Beyond privacy issues are those of security. For example, researchers have demonstrated how they could use remote WiFi connections to take over the controls of a smart car or even an airline’s cockpit systems.  Others have shown proof of concept attacks against “smart home” systems that remotely cracked door lock codes, disabled vacation mode, and induced a fake fire alarm. Of course, what happens in the lab is but an omen of what’s to come in the real world. Several years ago, a computer virus called “Stuxnet” reportedly developed by the US and Israel, was used to sabotage Iranian nuclear enrichment plants.  Dozens of countries are reportedly researching and stockpiling their own Stuxnet like cyber weapons, which in turn is generating a huge commercial market for such hidden software flaws. Perversely adding to the insecurities (as the FBI Apple controversy showed us), some government agencies are, in fact, pressuring companies to weaken their systems by design to aid law enforcement and intelligence agencies.  As such insecurities mount, and as more and more of our critical infrastructure is networked, the Big Data environment in which we live may turn out to be a digital house of cards.

This past week, the Citizen Lab and our partners, Open Effect, produced several outputs and activities that related to concerns around privacy and security in the world of Big Data, including some that we hope can help mitigate some of these unintended consequences.

First, the Citizen Lab and Open Effect released a revamped version of the Access My Info tool, which allows Canadians to exercise their legal rights to ask companies about the data they collect on them, what they do with it, and with whom they share it.  I wrote an oped for the CBC about the tool, and there were several other media reports, including an interview by the CBC’s Metro Morning host Matt Galloway with Andrew Hilts of Citizen Lab and Open Effect.

Also, yesterday the CBC Ideas broadcast a special radio show on “Big Data Meets Big Brother,” in which I participated alongside Ann Cavoukian and Neil Desai, with Munk School director Stephen Toope moderating.  We discussed the balance between national security and privacy, and focused in on the limited oversight mechanisms that exist in Canada around security agencies, and especially the Communications Security Establishment (CSE).

Finally, Citizen Lab and Open Effect, as part of our Telecommunications Transparency Project, released a DIY Transparency Reporting Tool.  The tool is actually a software template that provides companies with a guide for developing transparency reports.
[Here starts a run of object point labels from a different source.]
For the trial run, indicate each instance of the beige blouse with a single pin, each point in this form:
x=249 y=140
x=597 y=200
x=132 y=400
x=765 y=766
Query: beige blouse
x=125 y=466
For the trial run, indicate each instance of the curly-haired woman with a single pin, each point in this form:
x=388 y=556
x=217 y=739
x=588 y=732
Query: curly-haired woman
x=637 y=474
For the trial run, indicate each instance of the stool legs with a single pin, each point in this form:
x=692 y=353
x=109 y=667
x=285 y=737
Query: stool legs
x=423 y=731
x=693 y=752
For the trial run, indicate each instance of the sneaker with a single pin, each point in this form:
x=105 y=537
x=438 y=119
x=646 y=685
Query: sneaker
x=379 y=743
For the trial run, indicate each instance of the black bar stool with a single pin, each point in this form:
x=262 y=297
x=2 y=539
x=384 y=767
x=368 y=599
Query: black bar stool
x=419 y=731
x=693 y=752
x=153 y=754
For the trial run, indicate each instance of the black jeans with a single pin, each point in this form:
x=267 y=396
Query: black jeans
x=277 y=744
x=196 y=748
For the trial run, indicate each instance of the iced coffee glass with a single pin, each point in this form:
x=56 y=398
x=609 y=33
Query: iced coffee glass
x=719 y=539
To give some context for the tool, companies are increasingly encouraged to release public reports on the length of time client data is retained, how the data is used, and how often—and under what lawful authority—the data is shared with governments agencies.  The DIY Transparency Reporting Tool is the flipside of the Access My Info project:  whereas the latter encourages consumers to ask companies and governments about what they do with our data, the Transparency Reporting Tool provides companies with an easy-to-use template to take the initiative to report that information to us.
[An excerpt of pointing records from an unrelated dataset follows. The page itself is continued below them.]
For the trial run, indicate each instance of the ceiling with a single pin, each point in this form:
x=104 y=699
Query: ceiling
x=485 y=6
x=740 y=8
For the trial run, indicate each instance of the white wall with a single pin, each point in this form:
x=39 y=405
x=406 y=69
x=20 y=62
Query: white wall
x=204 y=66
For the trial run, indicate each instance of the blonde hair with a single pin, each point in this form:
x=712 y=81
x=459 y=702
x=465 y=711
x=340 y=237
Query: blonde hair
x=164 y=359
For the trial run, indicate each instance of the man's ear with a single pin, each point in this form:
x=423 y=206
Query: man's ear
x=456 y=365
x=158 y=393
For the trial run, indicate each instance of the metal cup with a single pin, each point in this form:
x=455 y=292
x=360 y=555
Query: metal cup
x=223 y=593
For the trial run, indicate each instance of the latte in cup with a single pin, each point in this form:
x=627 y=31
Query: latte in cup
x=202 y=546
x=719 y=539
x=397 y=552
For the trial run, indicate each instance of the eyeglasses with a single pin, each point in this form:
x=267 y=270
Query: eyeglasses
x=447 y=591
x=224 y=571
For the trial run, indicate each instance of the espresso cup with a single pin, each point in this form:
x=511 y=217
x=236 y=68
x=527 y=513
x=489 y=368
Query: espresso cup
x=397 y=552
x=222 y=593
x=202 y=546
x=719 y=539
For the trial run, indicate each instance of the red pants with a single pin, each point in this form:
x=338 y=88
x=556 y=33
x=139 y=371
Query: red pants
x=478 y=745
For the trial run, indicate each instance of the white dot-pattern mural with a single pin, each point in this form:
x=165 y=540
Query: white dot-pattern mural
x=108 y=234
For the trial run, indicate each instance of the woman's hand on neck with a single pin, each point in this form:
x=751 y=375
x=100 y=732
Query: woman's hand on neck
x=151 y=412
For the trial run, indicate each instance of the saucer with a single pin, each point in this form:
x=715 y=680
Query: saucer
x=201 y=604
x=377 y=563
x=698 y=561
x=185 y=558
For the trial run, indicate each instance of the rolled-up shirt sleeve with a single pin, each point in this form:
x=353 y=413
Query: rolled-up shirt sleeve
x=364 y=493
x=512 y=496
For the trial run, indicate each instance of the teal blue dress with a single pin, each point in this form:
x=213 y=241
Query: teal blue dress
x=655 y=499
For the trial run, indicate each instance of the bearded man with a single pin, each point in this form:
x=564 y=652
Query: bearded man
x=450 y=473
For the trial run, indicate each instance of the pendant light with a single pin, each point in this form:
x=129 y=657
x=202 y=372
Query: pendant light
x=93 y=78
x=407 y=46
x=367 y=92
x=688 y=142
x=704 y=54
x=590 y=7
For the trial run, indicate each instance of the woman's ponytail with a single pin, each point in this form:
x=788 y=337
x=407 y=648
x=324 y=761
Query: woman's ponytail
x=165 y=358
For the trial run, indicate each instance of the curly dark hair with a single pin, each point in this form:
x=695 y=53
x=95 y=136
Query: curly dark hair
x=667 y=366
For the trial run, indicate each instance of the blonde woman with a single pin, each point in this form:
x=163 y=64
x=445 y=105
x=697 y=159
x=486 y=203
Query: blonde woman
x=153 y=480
The world of Big Data has come upon us like a hurricane, with most consumers bewildered by what is happening to the data they routinely give away.  Meanwhile, companies are reaping a harvest of highly-personalized information to generate enormous profits, with very little public accountability around their conduct, or the design choices they make.  It’s time we encouraged consumers to “lift the lid” on the Big Data ecosystem right down to the algorithms that sort us and structure our choices, while simultaneously pressing companies to be more responsible stewards of our data.  Tools like “Access My Info” and the DIY Transparency Toolkit are a good first start.